More taxpayers money needed for NRK and the B&B

It seems like years ago when government ministers told us that the Northern Rock was a solvent institution and that our financial system was fundamentally sound.

Now, a source "close to the government" is telling the Daily Telegraph that more money is needed for our two state owned banks - NRK and the B&B. The story suggests that the government might need to inject a further "£2 billion pounds to £3 billion." This comes on top of the £3 billion the government has already injected into NRK as additional capital.

It is now painfully obvious that NRK was effectively bankrupt back in the summer of 2007. It had a rotten portfolio of mortgages that are now quickly deteriorating into a pile of bad loans.
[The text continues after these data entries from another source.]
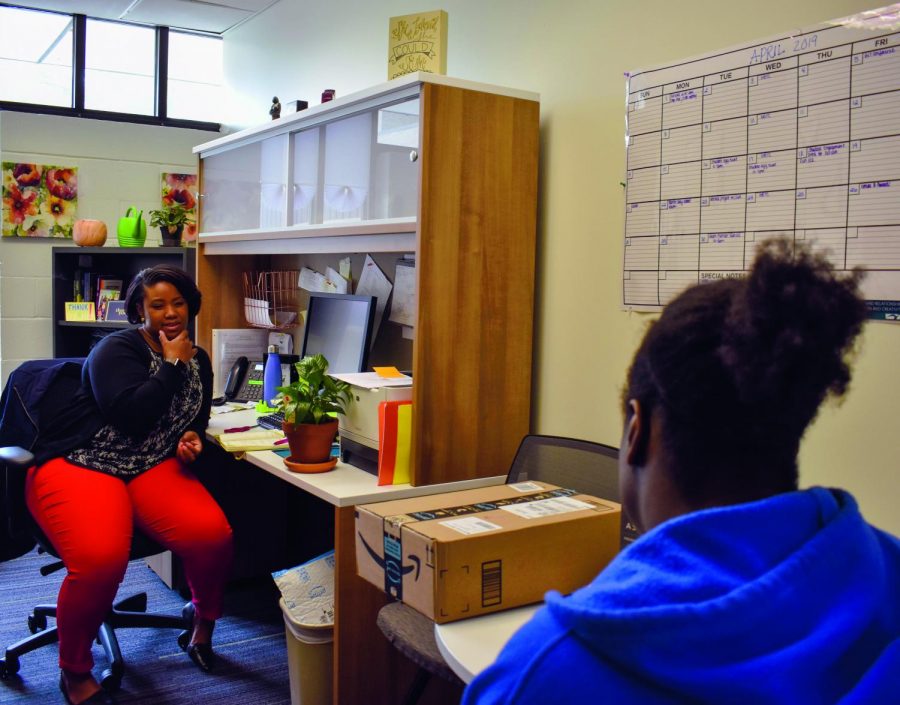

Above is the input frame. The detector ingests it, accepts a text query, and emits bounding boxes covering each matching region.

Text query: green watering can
[116,206,147,247]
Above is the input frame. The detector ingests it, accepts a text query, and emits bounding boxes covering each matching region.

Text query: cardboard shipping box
[356,482,621,624]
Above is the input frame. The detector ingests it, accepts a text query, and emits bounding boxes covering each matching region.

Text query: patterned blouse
[66,350,203,476]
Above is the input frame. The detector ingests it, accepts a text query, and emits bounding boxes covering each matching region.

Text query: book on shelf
[103,300,128,323]
[95,274,122,321]
[66,301,96,321]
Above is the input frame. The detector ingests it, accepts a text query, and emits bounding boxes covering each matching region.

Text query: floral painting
[2,162,78,238]
[162,173,197,247]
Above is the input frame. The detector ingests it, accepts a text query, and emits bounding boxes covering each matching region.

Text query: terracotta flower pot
[282,419,337,464]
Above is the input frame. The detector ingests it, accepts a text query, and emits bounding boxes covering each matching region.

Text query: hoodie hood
[547,488,900,703]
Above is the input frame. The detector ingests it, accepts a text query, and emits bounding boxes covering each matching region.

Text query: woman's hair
[623,240,866,503]
[125,264,203,323]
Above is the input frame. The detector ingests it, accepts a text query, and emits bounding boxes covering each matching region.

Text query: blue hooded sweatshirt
[463,488,900,705]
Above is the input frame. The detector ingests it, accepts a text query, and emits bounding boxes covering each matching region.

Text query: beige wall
[0,112,209,384]
[225,0,900,533]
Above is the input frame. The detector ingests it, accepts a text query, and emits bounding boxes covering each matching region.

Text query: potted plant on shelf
[150,203,191,247]
[275,355,352,472]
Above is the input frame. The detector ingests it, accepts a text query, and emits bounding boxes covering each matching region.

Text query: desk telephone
[223,353,300,402]
[224,355,264,402]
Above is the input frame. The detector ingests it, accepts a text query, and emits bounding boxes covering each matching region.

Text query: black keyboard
[256,411,284,431]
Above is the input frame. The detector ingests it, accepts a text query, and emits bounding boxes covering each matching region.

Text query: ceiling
[8,0,278,34]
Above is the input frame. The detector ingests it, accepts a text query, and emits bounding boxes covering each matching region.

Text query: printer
[338,383,412,474]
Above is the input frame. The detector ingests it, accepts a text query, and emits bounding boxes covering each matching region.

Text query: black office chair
[377,434,625,705]
[0,360,193,690]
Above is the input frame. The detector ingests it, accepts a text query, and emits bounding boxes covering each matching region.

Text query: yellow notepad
[218,428,287,453]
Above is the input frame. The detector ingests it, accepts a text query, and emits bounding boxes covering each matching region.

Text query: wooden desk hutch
[194,73,539,705]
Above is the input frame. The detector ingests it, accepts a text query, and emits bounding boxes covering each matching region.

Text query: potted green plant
[275,355,352,472]
[150,203,191,247]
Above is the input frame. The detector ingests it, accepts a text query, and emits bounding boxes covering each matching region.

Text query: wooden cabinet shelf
[194,74,540,485]
[52,247,197,357]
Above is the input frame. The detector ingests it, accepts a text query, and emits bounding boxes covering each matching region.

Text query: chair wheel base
[0,655,19,680]
[100,668,122,693]
[28,614,47,634]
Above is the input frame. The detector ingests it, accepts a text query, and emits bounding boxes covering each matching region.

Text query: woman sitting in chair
[25,265,233,705]
[464,242,900,705]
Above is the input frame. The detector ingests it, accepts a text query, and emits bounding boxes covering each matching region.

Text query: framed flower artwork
[0,162,78,239]
[162,172,197,247]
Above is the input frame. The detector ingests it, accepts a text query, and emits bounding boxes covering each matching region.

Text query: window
[0,7,73,106]
[84,20,156,115]
[0,3,223,130]
[168,31,222,122]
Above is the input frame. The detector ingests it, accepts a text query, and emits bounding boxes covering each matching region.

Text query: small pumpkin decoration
[72,220,106,247]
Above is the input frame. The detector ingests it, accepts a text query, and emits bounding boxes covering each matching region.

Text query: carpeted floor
[0,552,291,705]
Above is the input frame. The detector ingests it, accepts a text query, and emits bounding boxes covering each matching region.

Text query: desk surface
[206,409,506,507]
[434,605,543,683]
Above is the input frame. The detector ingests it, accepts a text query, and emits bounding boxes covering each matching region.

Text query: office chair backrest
[0,358,163,560]
[506,434,620,502]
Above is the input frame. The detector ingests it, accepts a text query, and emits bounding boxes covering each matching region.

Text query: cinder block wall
[0,112,217,385]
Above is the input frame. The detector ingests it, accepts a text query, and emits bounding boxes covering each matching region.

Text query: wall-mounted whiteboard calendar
[623,8,900,320]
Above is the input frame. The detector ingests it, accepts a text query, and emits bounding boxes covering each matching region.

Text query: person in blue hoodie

Today's story in the Telegraph is a classic "bad news management" trick. The story starts out as a rumour, and then when all our rage has been dissipated on the rumour, the government quietly releases a confirmation.

Before this crisis is over, the government will make liberal use of this tactic. There is a lot more bad news to come for UK taxpayers.

2 comments:

Anonymous said...

And the total cost to the taxpayer will be?

Any guesses anyone?

Mark Wadsworth said...

Ye Olde Gummint is not, if I understand correctly, putting more money in, what it's doing is converting some of our taxpayer loan into shares.

Which is all well and good, but isn't this a debt-for-equity-swap? And if it's good enough for the taxpayer, why doesn't the gummint demand that other bondholders do the same? That would fix the banking 'crisis' at a stroke.